Faz mais de 20 anos que a médica Ana Claudia Quintana Arantes lida profissionalmente com a morte. Em 2012, ela deu uma palestra no TED falando sobre seu trabalho como geriatra e paliativista e o vídeo viralizou. Sua fala virou um livro publicado em 2016 e ampliado em 2019. Em A morte é um dia que vale a pena viver: E um excelente motivo para se buscar um novo olhar para a vida (Editora Sextante, 192 páginas), a autora quebra tabus e se debruça sobre um assunto que a maioria prefere evitar: a morte.
Com mais de 300 mil livros vendidos, ela prova que discutir o fim da vida é uma necessidade não só pessoal, mas de saúde pública. Uma das maiores referências em cuidado paliativo no país, a especialista mostra que ainda há muito a se fazer pelos pacientes, mesmo quando não existem mais chances de cura, que a medicina pode ir além dos tratamentos e medicamentos.
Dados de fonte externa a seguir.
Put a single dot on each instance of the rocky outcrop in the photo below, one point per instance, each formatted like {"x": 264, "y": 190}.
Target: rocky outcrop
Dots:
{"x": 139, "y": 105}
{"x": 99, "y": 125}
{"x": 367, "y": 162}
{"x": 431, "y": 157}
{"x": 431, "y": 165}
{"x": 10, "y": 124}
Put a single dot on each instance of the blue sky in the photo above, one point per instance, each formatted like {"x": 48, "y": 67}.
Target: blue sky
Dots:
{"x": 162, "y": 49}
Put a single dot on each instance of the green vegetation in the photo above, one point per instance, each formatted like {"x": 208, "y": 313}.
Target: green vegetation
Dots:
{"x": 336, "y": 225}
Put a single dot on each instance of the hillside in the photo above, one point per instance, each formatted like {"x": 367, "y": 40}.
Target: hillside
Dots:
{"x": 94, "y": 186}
Ana Cláudia é formada pela USP e sócia-fundadora da Associação Casa do Cuidar, que oferece formação multiprofissional em cuidados paliativos. Na primeira obra, ela conta um pouco de sua jornada pessoal como médica, e ao modelo de Dráuzio Varella, mostra que é possível exercer os dois cargos, na medicina e na escrita, com maestria. Além de escrever muito bem, ela aborda a finitude da vida humana de forma inesperada, fazendo o leitor refletir sobre sua própria existência, e sobre o fim que ganham as pessoas que amamos. Será que não poderíamos estar fazendo mais por elas?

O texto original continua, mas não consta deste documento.